The SA Senate Public Affairs Committee met last night to discuss options for getting students out to vote in Williamsburg.
“We just want to give students as much access to their constitutional rights as possible,” SA President Valerie Hopkins ’09 said.
This year’s City Council election falls on Tuesday, May 6, during the second week of exams. With students likely feeling inclined to study during this time, many SA members are worried about the effectiveness of this past year’s voter registration drive.
To combat the effects of exams on voter turnout, the SA will offer free shuttles to the Williamsburg Community Building on North Boundary Street, where the polls are located.
“The end of the year is a crazy time for everyone, with exams and people getting ready to leave,” Hopkins said. “We want to make [voting] as simple as possible.”
Shuttles will be running on Election Day starting at 10 a.m. and will continue to run until the polls close at 7 p.m. Buses will be available from the University Center Terrace, Phi Beta Kappa Hall and in front of the Commons Dining Hall.
For those who are unable to vote May 6, the Office of the Registrar in the Stryker Building will also accept absentee ballots from April 28 through Election Day. The office will be open 8:30 a.m. to 4:30 p.m. Monday through Friday, and Saturday from 9 a.m. to 5 p.m.
The SA will also be releasing information to help with voter questions.
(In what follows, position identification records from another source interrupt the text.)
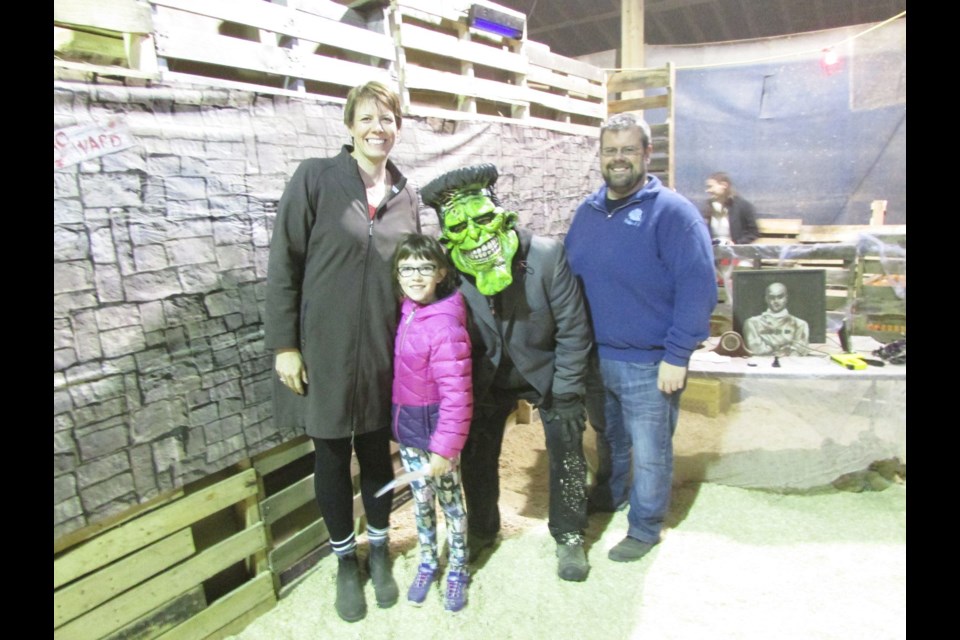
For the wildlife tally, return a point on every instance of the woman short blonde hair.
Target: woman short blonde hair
(372, 90)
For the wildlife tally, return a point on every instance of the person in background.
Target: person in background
(730, 217)
(331, 316)
(432, 406)
(644, 257)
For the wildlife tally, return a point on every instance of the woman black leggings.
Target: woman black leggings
(334, 486)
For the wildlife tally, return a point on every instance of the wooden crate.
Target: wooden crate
(708, 396)
(146, 576)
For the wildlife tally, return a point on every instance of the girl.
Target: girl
(433, 405)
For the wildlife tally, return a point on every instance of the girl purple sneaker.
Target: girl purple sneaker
(457, 581)
(421, 584)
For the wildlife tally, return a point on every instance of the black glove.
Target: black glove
(569, 411)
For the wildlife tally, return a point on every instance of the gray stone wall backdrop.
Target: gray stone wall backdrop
(160, 256)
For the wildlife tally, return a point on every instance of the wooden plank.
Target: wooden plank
(639, 104)
(540, 55)
(567, 83)
(92, 591)
(152, 526)
(163, 618)
(67, 70)
(136, 602)
(255, 595)
(779, 226)
(330, 9)
(287, 500)
(83, 45)
(847, 232)
(421, 39)
(278, 457)
(288, 21)
(80, 535)
(286, 554)
(567, 104)
(232, 52)
(120, 16)
(633, 80)
(423, 78)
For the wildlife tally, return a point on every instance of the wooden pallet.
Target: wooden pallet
(146, 576)
(201, 562)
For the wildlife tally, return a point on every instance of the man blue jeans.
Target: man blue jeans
(640, 421)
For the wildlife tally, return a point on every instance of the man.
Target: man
(646, 264)
(775, 332)
(530, 339)
(730, 217)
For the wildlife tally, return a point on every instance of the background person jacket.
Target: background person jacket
(330, 294)
(743, 219)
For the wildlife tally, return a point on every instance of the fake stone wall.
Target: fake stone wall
(164, 200)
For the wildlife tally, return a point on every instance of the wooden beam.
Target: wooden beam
(153, 526)
(639, 104)
(645, 79)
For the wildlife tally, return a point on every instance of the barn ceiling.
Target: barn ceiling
(579, 27)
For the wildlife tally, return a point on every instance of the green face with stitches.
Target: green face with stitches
(481, 239)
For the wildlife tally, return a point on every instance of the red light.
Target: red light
(830, 61)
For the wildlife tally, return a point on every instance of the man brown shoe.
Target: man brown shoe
(629, 550)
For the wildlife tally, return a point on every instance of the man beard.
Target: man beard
(626, 182)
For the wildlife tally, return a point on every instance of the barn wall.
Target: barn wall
(164, 200)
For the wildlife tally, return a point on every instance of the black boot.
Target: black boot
(384, 586)
(351, 605)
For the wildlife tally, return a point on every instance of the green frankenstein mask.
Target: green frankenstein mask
(475, 228)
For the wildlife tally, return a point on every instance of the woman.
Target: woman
(330, 319)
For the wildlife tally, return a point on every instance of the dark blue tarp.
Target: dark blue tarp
(797, 142)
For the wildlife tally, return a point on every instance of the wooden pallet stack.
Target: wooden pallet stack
(201, 562)
(441, 65)
(153, 573)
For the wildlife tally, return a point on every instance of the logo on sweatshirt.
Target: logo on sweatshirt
(633, 218)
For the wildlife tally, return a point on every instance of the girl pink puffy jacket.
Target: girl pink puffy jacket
(432, 380)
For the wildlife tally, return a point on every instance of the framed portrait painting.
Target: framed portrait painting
(780, 311)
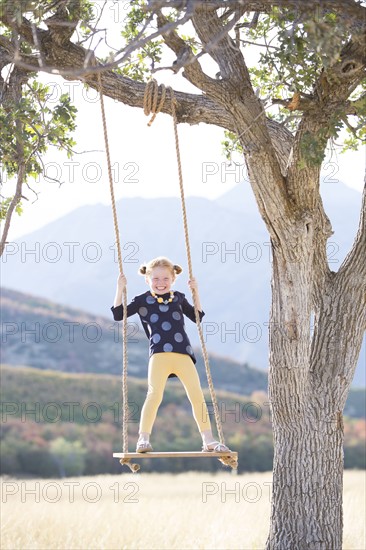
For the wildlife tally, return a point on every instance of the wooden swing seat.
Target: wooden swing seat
(180, 454)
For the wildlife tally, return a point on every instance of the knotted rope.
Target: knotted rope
(133, 467)
(152, 105)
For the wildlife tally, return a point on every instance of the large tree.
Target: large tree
(281, 115)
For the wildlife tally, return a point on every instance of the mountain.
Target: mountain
(49, 336)
(73, 261)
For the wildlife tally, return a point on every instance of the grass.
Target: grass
(151, 511)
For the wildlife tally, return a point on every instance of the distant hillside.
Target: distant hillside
(47, 335)
(56, 424)
(72, 260)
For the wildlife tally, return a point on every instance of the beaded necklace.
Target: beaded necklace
(160, 299)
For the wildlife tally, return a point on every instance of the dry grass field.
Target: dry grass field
(148, 511)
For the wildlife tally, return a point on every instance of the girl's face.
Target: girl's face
(160, 280)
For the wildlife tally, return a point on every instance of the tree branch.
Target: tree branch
(265, 6)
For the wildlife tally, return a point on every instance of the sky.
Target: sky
(143, 159)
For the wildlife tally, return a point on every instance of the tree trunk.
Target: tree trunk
(309, 380)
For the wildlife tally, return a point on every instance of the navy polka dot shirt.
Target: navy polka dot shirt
(162, 323)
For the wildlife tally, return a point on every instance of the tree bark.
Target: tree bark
(309, 380)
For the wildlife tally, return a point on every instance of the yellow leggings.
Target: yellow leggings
(160, 366)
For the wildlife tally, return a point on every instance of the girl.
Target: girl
(161, 313)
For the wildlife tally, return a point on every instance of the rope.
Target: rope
(151, 101)
(133, 467)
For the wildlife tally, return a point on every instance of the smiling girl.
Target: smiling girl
(161, 311)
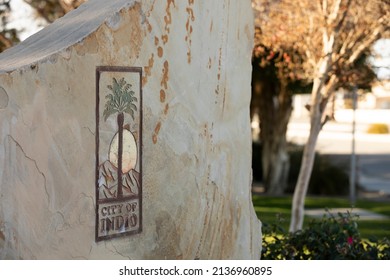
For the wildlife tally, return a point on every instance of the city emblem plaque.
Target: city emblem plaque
(118, 180)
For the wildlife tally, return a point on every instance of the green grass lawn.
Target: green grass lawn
(268, 209)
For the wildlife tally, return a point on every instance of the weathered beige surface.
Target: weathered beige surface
(196, 65)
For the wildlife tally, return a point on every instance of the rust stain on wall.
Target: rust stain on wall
(160, 51)
(165, 77)
(162, 96)
(168, 16)
(164, 38)
(189, 28)
(148, 70)
(166, 109)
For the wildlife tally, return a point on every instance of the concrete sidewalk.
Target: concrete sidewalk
(362, 214)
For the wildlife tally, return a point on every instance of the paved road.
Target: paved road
(373, 151)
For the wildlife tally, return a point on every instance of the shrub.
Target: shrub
(331, 238)
(378, 128)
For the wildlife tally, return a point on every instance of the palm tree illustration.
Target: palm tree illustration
(119, 102)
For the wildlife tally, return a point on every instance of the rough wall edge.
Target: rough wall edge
(65, 32)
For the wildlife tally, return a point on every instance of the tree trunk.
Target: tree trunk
(320, 94)
(301, 187)
(120, 120)
(274, 104)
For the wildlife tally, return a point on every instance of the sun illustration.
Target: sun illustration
(129, 156)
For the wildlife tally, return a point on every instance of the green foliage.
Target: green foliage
(120, 100)
(378, 128)
(331, 238)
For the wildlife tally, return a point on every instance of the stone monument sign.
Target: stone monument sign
(125, 134)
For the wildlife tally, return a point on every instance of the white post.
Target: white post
(352, 179)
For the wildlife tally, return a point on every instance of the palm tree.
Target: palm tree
(120, 101)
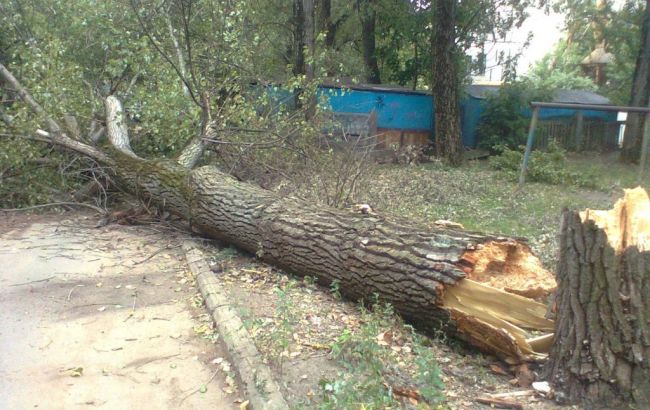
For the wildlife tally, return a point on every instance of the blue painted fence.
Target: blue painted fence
(407, 110)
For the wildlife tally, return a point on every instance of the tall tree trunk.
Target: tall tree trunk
(475, 286)
(325, 24)
(368, 17)
(446, 84)
(601, 352)
(639, 95)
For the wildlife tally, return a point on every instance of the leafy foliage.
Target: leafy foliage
(369, 365)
Door hangers with tips on voting early and important reminders are being placed in dorms. In addition, information on the candidates and questionnaires can be found on the SA website, sa.wm.edu/yourcandidates.
With over 1,300 potential new votes riding on this election, Matt Beato’s ’09 campaign is also working to ensure everyone who wants to vote is able to get out. Volunteers across campus have signed on as “precinct captains” to remind friends in their dorms to go to the polls on Election Day. Approximately 20 individuals have volunteered, covering every dorm area on campus.
“Just because people are registered [to vote] doesn’t mean they’ll go out,” Monroe precinct captain Morgan Linski ’11 said. “We have to make sure they take that final step.”
Because a large portion of those registered are first-time voters, members of the Marshall-Wythe School of Law’s Election Law Society have volunteered to create a voter line to ensure no foul play arises.
Hopkins hopes this will give students confidence in the voting system.
“One vote can make a difference,” she said. “That prospect is really exciting. Students can make a mark in their ballot box and their community.”
Hopkins reminded that to vote they should bring their official voter registration card and College ID. She cautioned that driver’s licenses may not be accepted.